This hands on tutorial demonstrates the basics of developing a machine learning routine using Talend and Spark. Specifically, decision tree learning will be leveraged for classification of real-life bank marketing data. Upon completion, you will have a working knowledge of how machine learning is integrated into a Talend workflow and some re-usable code snippets.
The source data used in this tutorial was retrieved from the UCI Machine Learning Repository. Irvine, CA: University of California, Schools of Information and Computer Science.
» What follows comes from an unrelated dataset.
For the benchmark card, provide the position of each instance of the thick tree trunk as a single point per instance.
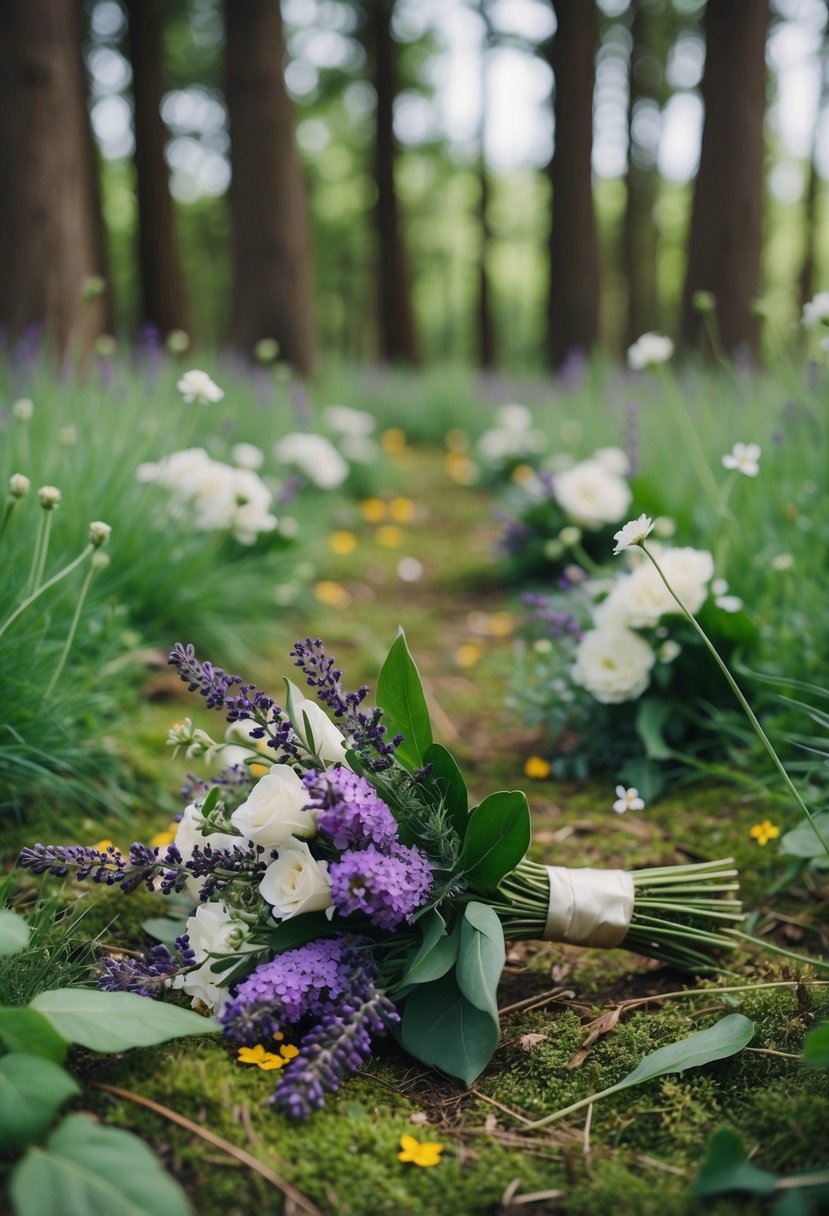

It is available in the public domain and is attributed to: [Moro et al., 2014] S. Moro, P. Cortez and P. Rita. "A Data-Driven Approach to Predict the Success of Bank Telemarketing." Decision Support Systems, Elsevier, 62:22-31, June 2014: Bank Marketing Data Set
- You have Hortonworks 2.4 (HDP) installed and configured. You can also use Hortonworks sandbox, a downloadable virtual machine (VM). For more information, see Create HDFS Metadata - Hortonworks.
- You have basic knowledge of Hadoop ecosystem's tools and technologies.
- You have basic knowledge of Hadoop Distributed File System (HDFS) and Spark.
- You have working knowledge of Talend Studio and Talend Big Data Platform.
- You have Talend Big Data Platform installed and configured. Any license model above this platform also work.